Nel Dicembre del 1532, lo scultore Pierantonio Cecchini fece incontrare un giovane ventitrenne romano e uno dei più grandi artisti del Rinascimento: il giovane nobile si chiamava Tommaso De’ Cavalieri e l’artista, allora cinquantasettenne, era Michelangelo Buonarroti. Quest’ultimo, una delle menti più visionarie e memorabili dell’epoca, un Re Mida che trasformava in arte tutto quello che toccava, rimase sconvolto dall’incontro: qualcosa scattò dentro di lui tanto da sentire l’urgenza di tenersi in contatto con il bel De’ Cavalieri: tra il 1532 e il 1564 l’artista scrisse un numero infinito di lettere, dichiarando al giovane compagno di penna un’ondata di sentimenti che andavano ben oltre l’amicizia.
“Come se creduto m’avesse passare con le piante asciucte un picciol fiume” scrive Buonarroti per descrivere l’incontro con Tommaso, paragonandolo ad un corso d’acqua solo in principio piccolo e controllabile ma gradualmente un mare aperto vasto e ingonvernabile. Tommaso è un nome che l’artista dichiara apertamente di non riuscire a togliersi dalla testa, quasi fosse diventato parte del suo corpo: “Non credo che voi crediate che io abbia dimenticato o possa dimenticare il cibo di che io vivo, che non è altro che il nome vostro” gli scrive. Quello che prova Buonarroti è un sentimento irrequieto e urgente che ha bisogno di costanti conferme: lo stesso De Cavalieri in un primo momento sta sulle sue. Ricambia le sue belle parole con distacco e controllo, quasi come una dama che ama essere corteggiata e replicando le norme dell’amor cortese, per poi rimanere sempre più lusingato dalle parole di quell’uomo più grande. Buonarroti invia bozze di opere e idee – da Il ratto di Ganimede alla Caduta di Fetonte – cercando esclusivamente il parere del suo pupillo. Lo stesso Buonarroti diventa soggetto di alcune sue opere, su tutte Il Ratto di Ganimede: ispirato dalle parole di Omero nell’Iliade, Buonarroti ritrae un giovane troppo bello per restare tra i mortali.

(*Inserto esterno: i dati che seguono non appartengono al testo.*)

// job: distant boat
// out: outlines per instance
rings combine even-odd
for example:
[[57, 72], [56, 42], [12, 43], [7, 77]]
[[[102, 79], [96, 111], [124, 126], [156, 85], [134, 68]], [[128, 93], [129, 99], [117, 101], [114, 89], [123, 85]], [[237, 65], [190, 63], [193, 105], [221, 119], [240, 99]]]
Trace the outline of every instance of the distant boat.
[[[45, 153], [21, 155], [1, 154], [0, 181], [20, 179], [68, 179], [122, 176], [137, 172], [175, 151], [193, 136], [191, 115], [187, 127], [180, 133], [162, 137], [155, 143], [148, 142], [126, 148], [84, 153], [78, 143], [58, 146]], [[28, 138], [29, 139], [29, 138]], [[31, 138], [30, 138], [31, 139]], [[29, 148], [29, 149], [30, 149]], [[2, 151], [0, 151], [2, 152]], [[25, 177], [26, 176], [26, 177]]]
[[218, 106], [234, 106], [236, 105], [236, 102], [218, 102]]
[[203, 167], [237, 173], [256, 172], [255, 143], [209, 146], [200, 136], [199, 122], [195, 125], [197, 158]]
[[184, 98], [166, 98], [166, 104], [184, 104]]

Il legame tra i due resterà un punto di riferimento negli anni. Anche quando De’ Cavalieri si sposerà e avrà due figli, il nobile resterà al fianco dell’artista fino alla sua morte nel 1564. Il loro fu un amore che non ha mai trovato conferma, se non attraverso le parole degli stessi, interpretabili e manovrabili a piacimento della storia: lo stesso pronipote di Buonarroti, Michelangelo Il Giovane, curando la prima edizione delle poesie dello zio, convertì i versi dedicati a De Cavalieri al femminile, quasi fosse inconcepibile che un artista di quella portata provasse qualcosa di così tenero per un altro uomo: “unica luce al mondo che non ha pari né simile a sé”.